Group 3: Benzodiazepine Dependence and Safe Withdrawal

  • Explain the GABA-A receptor changes that cause physical dependence after 2 months of daily alprazolam use
  • Design a structured BZD withdrawal protocol for Rohan: which drug, what starting dose equivalent, what taper schedule (with pharmacokinetic rationale for BZD selection)
  • Compare alprazolam vs diazepam pharmacokinetically (half-life, active metabolites) and explain why a switch before taper is safer

Competencies: PH3.2, PH3.6

Group 4: Antidepressant Management — Selection, Timeline, and Augmentation

  • Evaluate whether 6 weeks of sertraline constitutes an adequate antidepressant trial and explain the pharmacological basis for the antidepressant response delay
  • Recommend an antidepressant switch or augmentation strategy for Rohan that accounts for his seizure-risk context (note: which antidepressants lower seizure threshold?)
  • Draft a patient education sheet for Rohan explaining the importance of antidepressant adherence and what to expect in the first 4-8 weeks of treatment

Competencies: PH3.5

Group 5: Drug Misuse and De-Addiction — Opioid/BZD/Alcohol

  • Classify alcohol, benzodiazepines, and tramadol (opioid component) by their dependence-producing properties (reward pathway, physical dependence potential, withdrawal severity)
  • Research naltrexone's role in alcohol use disorder and explain the pharmacological mechanism and evidence basis for its use
  • Prepare a brief for the college counsellor: what pharmacological and non-pharmacological interventions are available for a medical student with co-occurring depression and BZD use disorder?

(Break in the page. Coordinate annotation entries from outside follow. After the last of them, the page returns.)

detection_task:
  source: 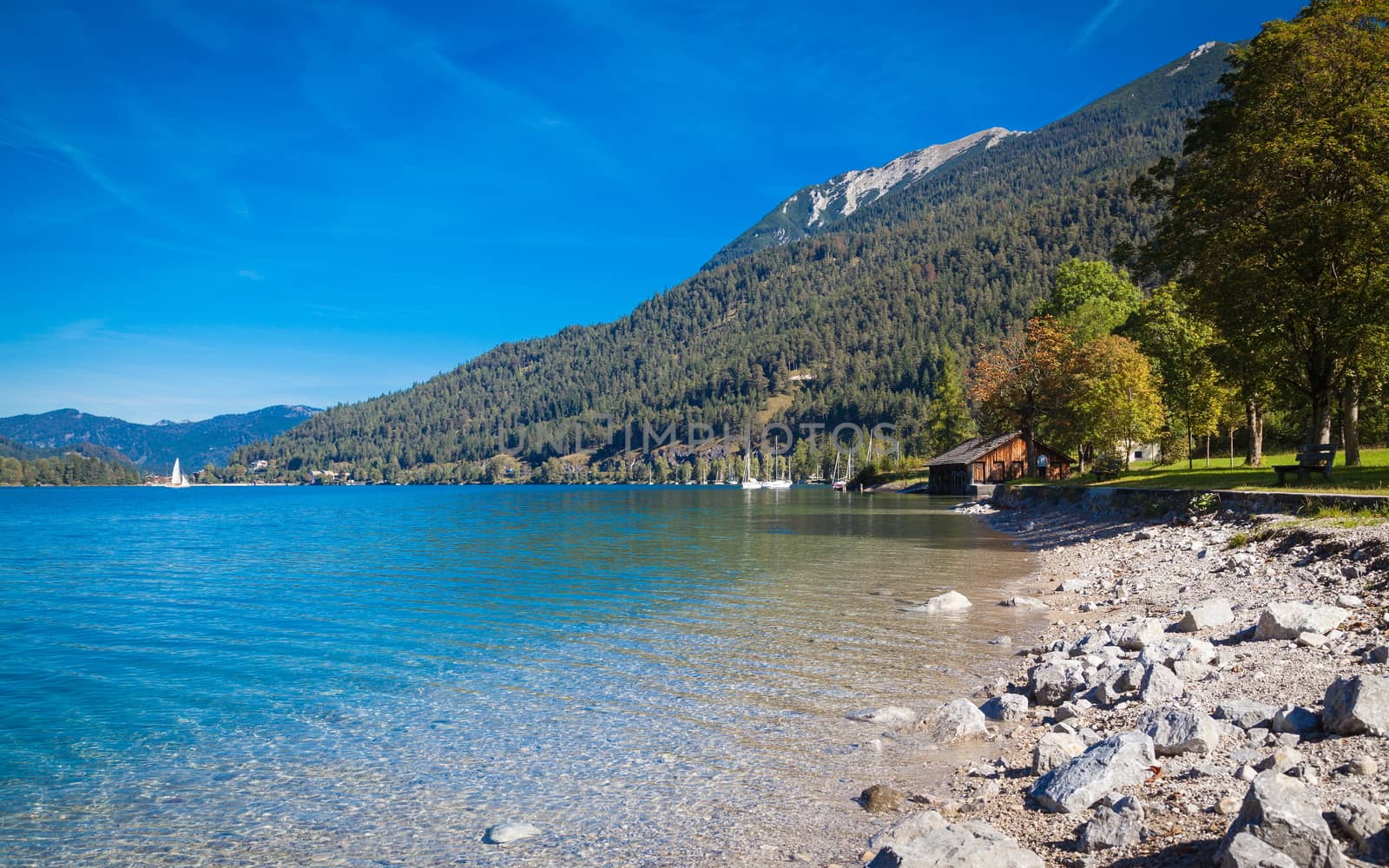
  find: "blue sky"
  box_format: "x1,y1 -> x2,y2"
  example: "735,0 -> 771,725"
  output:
0,0 -> 1300,422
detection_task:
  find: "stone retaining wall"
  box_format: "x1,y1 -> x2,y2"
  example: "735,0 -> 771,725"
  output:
991,484 -> 1389,516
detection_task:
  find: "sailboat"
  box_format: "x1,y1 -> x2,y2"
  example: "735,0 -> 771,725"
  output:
832,453 -> 854,491
743,450 -> 762,489
762,433 -> 790,489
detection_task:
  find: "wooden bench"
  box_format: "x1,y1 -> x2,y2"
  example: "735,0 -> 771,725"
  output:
1274,443 -> 1336,484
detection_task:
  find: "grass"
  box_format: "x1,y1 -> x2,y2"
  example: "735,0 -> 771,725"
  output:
1056,449 -> 1389,495
1299,504 -> 1389,528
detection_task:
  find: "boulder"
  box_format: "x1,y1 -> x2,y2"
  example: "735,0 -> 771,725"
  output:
1137,706 -> 1220,757
1068,628 -> 1113,657
1254,747 -> 1301,773
1211,699 -> 1278,729
1346,754 -> 1379,775
907,590 -> 974,615
868,819 -> 1043,868
1172,597 -> 1234,634
1221,771 -> 1346,868
868,811 -> 946,850
1137,636 -> 1220,667
998,597 -> 1051,608
1139,662 -> 1186,706
845,706 -> 921,729
1032,732 -> 1089,775
482,822 -> 540,845
1028,660 -> 1085,706
1169,660 -> 1217,682
1079,796 -> 1143,852
917,699 -> 989,745
1030,732 -> 1155,814
859,783 -> 907,814
979,693 -> 1028,720
1268,703 -> 1321,734
1220,832 -> 1297,868
1254,602 -> 1350,641
1321,675 -> 1389,736
1336,796 -> 1389,864
1109,618 -> 1167,651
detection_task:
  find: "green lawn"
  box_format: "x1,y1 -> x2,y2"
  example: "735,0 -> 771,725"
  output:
1057,449 -> 1389,495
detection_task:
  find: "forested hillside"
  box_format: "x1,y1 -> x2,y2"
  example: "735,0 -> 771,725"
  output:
0,437 -> 144,484
0,404 -> 318,474
232,44 -> 1228,481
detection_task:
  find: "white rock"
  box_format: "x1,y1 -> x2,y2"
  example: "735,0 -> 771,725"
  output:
979,693 -> 1028,720
1137,706 -> 1220,757
1221,771 -> 1346,868
1109,618 -> 1167,651
1321,675 -> 1389,736
1172,597 -> 1234,634
1211,699 -> 1278,729
1079,796 -> 1143,852
1139,662 -> 1186,706
1220,832 -> 1297,868
917,699 -> 989,745
482,822 -> 540,845
1028,660 -> 1085,706
1030,732 -> 1155,814
998,597 -> 1051,608
1254,602 -> 1350,641
907,590 -> 974,615
845,706 -> 921,729
1032,732 -> 1089,775
868,811 -> 946,850
868,819 -> 1043,868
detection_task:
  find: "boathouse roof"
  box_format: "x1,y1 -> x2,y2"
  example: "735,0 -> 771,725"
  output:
926,431 -> 1072,467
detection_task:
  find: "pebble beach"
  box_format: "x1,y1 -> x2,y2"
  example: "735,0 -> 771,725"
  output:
859,494 -> 1389,868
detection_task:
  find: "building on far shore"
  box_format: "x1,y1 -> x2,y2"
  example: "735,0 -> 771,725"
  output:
926,431 -> 1074,495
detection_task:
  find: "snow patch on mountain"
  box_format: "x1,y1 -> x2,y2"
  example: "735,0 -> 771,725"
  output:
782,127 -> 1023,227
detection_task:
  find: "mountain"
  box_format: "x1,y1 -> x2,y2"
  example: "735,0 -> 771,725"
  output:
706,127 -> 1024,268
0,404 -> 321,474
234,43 -> 1229,482
0,437 -> 144,484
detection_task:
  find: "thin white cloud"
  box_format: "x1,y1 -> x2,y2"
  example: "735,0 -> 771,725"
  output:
51,319 -> 106,340
1071,0 -> 1127,51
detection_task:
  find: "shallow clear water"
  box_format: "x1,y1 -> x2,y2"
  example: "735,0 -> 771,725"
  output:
0,486 -> 1028,865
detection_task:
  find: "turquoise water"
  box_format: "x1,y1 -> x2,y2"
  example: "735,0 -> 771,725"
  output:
0,486 -> 1026,865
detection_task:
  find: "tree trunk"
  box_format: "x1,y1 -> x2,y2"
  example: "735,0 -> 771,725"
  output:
1307,354 -> 1336,443
1245,398 -> 1264,467
1340,380 -> 1359,467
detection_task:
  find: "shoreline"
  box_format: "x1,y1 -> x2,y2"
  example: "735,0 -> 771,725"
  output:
833,491 -> 1389,868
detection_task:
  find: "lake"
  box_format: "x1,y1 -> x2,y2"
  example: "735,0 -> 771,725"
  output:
0,486 -> 1035,866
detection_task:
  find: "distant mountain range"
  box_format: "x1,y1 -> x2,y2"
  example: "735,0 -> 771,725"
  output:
239,43 -> 1231,482
0,404 -> 322,474
706,127 -> 1024,268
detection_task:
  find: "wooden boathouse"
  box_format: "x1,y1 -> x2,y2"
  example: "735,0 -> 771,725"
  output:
926,431 -> 1074,495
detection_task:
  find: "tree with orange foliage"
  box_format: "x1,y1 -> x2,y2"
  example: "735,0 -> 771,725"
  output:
970,317 -> 1076,475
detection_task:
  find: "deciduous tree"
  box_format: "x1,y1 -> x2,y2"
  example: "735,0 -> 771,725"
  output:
1135,0 -> 1389,443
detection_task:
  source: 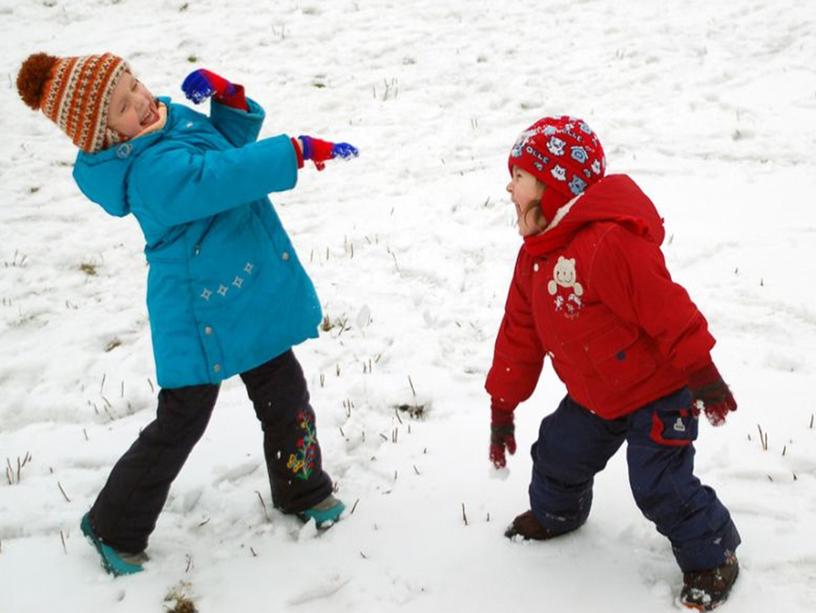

Competencies: PH3.8, PH3.9

Learning Issues

Research these questions and bring your findings to the discussion.

  1. [PH3.2] What are the differences between benzodiazepines and barbiturates in their mechanism at GABA-A receptors, and why is BZD overdose less lethal than barbiturate overdose?
  2. [PH3.3] Which antiseizure drugs are contraindicated in absence and myoclonic epilepsy, and what is the pharmacological mechanism of this worsening?
  3. [PH3.4] Why is pethidine (and tramadol) specifically contraindicated with SSRIs and MAOIs? Which opioids are safe in a patient on serotonergic drugs?
  4. [PH3.5] What is the mechanism of the 2-4 week delay in antidepressant response, and how does this guide clinical management when a patient reports early non-response?
  5. [PH3.6] Describe the pharmacodynamic and pharmacokinetic basis of benzodiazepine withdrawal, and why does it require gradual taper rather than abrupt cessation?
  6. [PH3.8] How does ethanol interact pharmacokinetically and pharmacodynamically with CNS depressants, and why must thiamine be given before glucose in alcoholic patients?
  7. [PH3.9] What is the role of buprenorphine/naloxone in opioid use disorder management, and why must buprenorphine induction begin only when a patient is already in moderate withdrawal?